Darragh Murphy09 Jun 2019 AT 12:46 PM

10 best retro games you need to go back and play

These really were the golden days
Darragh Murphy09 Jun 2019 AT 12:46 PM
10 best retro games you need to go back and play

We’re living in a golden age of gaming, with an incredible range of interactive experiences to suit all tastes. Even so, it’s hard not to occasionally pine for the simpler days of the arcade era, where the best retro games - those fantastic eight-bit and 16-bit titles - turned us into the healthy, sleep-shirking addicts we are today.

Have a gander through our top ten picks for the best retro games that kick started the gaming world (in no particular order). Warning: Expect a lot of Mario.

Super Mario Kart
While everyone has their favourite Mario Kart – from the four-player-thrills of Mario Kart 64 to the weaponised mayhem of Double Dash!! – few would deny the SNES game’s claim to top spot. It’s aged beautifully – and, unlike many of its successors, every victory is hard-earned. Gaming’s finest spin-off.

Super Mario Bros. 3
Having pretty much invented the platform game, Nintendo reinvented it with the secret-packed Super Mario Bros. 3, then repeated it with Super Mario World. The two best side-scrollers of all time, it’s a hard job to separate them. The sprawling ambition of Super Mario Bros. 3 or the invention of Super Mario World? The Frog Suit or Yoshi? The Super Leaf or the Cape Feather? We’ve plumped for SMB3, but they’re so close to gaming perfection, there’s nothing in it.

Street Fighter II Turbo
It’s teaching friends how to do the perfect dragon punch motion. It’s beating that bigger kid by doing Blanka’s electric attack. It’s unlocking Akuma and then immediately losing half of your life bar within seconds. Turbo might be the definitive version of Street Fighter II, but whichever one you played, the memories will no doubt still vividly linger.

Tetris
It’s odd to think that a game focusing on finding the best way to successfully arrange a group of coloured blocks should have been at its best when played on a machine that was incapable of displaying more than four shades of greenish-grey. But, regardless, the Game Boy version of Alexei Pajitnov’s opus was simply the perfect match between game and hardware.

Outrun
A high-end car, a beautiful track, blue skies and a long strip of road to the horizon. It’s not so much a race as a high-speed cruise, taking you on the ultimate US road trip.

Streets Of Rage 2
Two players, two pads, too many fizzy drinks: the only way to play Sega’s bruising brawler was with a partner. It was a rival to Capcom’s Final Fight, but this game definitely had the edge, which was partly due to Yuzo Koshiro’s particularly memorable score.

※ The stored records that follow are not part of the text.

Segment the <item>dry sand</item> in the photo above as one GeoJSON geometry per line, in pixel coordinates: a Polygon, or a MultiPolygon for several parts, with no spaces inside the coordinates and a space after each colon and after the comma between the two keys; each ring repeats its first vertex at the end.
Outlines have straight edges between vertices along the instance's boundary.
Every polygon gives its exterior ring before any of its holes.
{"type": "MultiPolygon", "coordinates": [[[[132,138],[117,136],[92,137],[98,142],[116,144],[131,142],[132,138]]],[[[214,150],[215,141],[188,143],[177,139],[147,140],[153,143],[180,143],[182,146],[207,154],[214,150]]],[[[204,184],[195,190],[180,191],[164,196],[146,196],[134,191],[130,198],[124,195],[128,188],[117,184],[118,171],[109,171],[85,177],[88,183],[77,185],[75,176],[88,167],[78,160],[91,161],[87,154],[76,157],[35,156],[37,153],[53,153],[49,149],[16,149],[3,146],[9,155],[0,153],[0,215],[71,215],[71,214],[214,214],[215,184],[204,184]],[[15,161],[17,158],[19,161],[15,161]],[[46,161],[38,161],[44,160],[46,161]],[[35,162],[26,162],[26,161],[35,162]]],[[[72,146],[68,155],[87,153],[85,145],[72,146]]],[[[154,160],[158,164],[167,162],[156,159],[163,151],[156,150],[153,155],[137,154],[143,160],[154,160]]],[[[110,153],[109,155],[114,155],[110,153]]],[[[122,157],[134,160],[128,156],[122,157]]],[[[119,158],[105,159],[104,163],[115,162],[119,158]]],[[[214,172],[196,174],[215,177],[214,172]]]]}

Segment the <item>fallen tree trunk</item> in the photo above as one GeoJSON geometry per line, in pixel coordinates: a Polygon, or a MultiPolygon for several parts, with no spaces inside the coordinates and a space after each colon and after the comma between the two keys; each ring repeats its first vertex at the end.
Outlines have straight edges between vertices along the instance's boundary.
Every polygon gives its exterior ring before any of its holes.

The Legend Of Zelda: A Link To The Past
If Super Metroid taught us to fear the unknown, Link’s epic quest made it exciting again. A top-down Hyrule rammed with secrets and surprises, it’s a delight to explore. Not least when you figure out how the light and dark worlds slot together. Unlike these days where you’re given a nudge if you stray too far, here you’re encouraged to get gloriously, hopelessly lost – and you’ll have a whale of a time doing so.

Sensible Soccer
For a certain generation, football rivalry wasn’t just between Fifa and Pro Evo. It was the pace and banana shots of Kick Off versus the sharp passing game of Sensible Soccer. For our money, Sensi wins: it gave a glimpse at tiki-taka way before Barca made it fashionable.

Sonic The Hedgehog 2
Sega’s blue speed merchant proved himself a worthy rival to Nintendo’s Mario with his Mega Drive debut. Yet it was the spectacular loops, corkscrews and clever environmental tricks in the follow-up that proved his makers carried the same swagger. With co-op partner Tails in tow (whose real name, Miles Prower, is one of gaming’s best dreadful puns) this blistering adventure was one of the finest two-player games of the 16-bit era and still leaves many of the modern Sonic games for dust.

Donkey Kong
The game that launched the career of a certain plumber, Nintendo’s 1981 arcade hit was pivotal. Having failed to crack the US, president Hiroshi Yamauchi convinced young designer Shigeru Miyamoto to create a new game. Jumpman (renamed Mario, after the US arm’s landlord, for the game’s Stateside launch) and his simian nemesis gobbled enough quarters to keep Nintendo afloat and launch countless Kong spinoffs. The rest is history.